A Portaria 2.282/2020, expedida pelo Ministério da Saúde, cria barreiras para o acesso aos serviços de aborto legal e obriga médicos a participarem de processo de investigação criminal
A Portaria, que já é alvo de Projeto de Decreto Legislativo para sustar seus efeitos, agora também será questionada junto ao STF. Uma coalizão formada pelo PT, PSOL, PCdoB, PDT e PSB protocolou Ação de Descumprimento de Preceito Fundamental (ADPF 737) segundo a alegação de que a portaria desvirtua a ação da equipe de saúde ao colocar a obrigatoriedade da notificação às autoridades policiais.
A partir dessa lógica, o primeiro contato das mulheres em busca de um serviço de aborto legal deixa de ser com o acolhimento e cuidado que a equipe de saúde deveria oferecer e passa a ser com a investigação criminal. A mudança não só desvirtua a atuação dos profissionais de saúde ao colocá-los em um papel de investigadores, como também pode afastar as mulheres dos serviços caso ainda não estejam prontas para realizar a denúncia.
Segundo a Ação, o Ministério da Saúde não tem competência para criar, por meio de Portaria, restrições que não estão previstas em lei para o acesso aos serviços de aborto legal. Outro ponto levantado na peça é o de que o Ministério não poderia impor a criação de novas funções à equipe médica, como a participação dentro de um processo de investigação criminal. O ato administrativo coloca em risco o acesso das mulheres e meninas a um direito previsto em lei ao tornar obrigatório que a equipe médica viole o direito ao sigilo das pacientes para notificar as autoridades policiais.

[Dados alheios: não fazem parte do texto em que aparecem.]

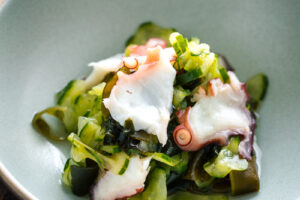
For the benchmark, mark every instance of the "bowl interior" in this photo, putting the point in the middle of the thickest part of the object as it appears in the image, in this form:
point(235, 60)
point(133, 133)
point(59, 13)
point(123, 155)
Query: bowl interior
point(44, 44)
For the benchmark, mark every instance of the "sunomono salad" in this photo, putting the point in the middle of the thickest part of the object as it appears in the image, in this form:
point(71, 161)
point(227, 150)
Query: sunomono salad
point(167, 119)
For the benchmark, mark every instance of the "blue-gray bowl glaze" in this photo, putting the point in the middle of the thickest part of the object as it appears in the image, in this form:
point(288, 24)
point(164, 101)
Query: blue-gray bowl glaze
point(44, 44)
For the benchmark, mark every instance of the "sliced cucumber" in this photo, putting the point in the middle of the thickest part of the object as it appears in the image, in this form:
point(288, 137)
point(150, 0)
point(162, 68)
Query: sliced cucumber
point(67, 95)
point(117, 163)
point(227, 160)
point(45, 128)
point(257, 86)
point(80, 152)
point(66, 176)
point(163, 158)
point(90, 132)
point(84, 103)
point(183, 164)
point(110, 149)
point(189, 76)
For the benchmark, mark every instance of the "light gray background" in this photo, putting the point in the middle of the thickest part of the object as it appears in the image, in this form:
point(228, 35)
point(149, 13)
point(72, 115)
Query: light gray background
point(44, 44)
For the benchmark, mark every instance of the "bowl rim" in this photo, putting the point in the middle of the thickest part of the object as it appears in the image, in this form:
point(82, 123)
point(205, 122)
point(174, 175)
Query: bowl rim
point(16, 187)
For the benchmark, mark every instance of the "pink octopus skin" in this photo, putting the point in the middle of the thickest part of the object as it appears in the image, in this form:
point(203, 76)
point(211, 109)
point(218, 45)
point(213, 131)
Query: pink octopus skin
point(221, 137)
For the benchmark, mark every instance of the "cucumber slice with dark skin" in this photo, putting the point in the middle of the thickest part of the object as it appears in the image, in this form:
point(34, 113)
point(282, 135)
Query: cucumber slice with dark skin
point(156, 185)
point(257, 88)
point(188, 76)
point(83, 178)
point(149, 30)
point(190, 196)
point(68, 94)
point(243, 182)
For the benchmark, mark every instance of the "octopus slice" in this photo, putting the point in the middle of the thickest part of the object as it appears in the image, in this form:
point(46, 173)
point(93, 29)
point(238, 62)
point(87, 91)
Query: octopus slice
point(217, 114)
point(145, 96)
point(112, 186)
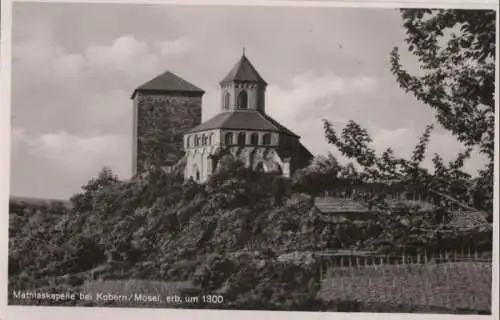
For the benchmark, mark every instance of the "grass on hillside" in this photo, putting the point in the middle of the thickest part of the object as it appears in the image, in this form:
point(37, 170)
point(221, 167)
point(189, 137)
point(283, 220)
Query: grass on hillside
point(464, 285)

Além disso, a Portaria ainda prevê dois outros procedimentos que seriam incluídos no processo de interrupção legal da gestação. A exibição de ultrassom do feto para a mulher, procedimento criado para intimidar ou mesmo torturar psicologicamente mulheres que estão em busca de um cuidado de saúde necessário por uma violência anterior; e a leitura de uma lista de riscos decorrentes do procedimento de aborto legal sem que estejam acompanhados da prevalência (probabilidade associada a cada risco citado) nem de uma lista de riscos decorrentes da não-realização do procedimento, especialmente os riscos de vida das meninas nos casos de gestação precoce ou os riscos à saúde mental de mulheres forçadas a seguir adiante com uma gestação fruto de violência.
A portaria cria novas barreiras para que mulheres possam acessar um direito que já é tão comprometido atualmente, visto que muitas das mulheres decidem não fazer a denúncia por medo de sofrerem retaliação dos agressores. Segundo o relatório do Disque Direitos Humanos de 2019, 73% dos casos de violência sexual registrados aconteceram na casa da vítima ou do agressor, o que implica em uma relação próxima entre ambos. Tornar a denúncia condição para que meninas e mulheres acessem o serviço de aborto legal é fazer com que muitas delas sejam obrigadas a desistir do acesso ao cuidado e à saúde.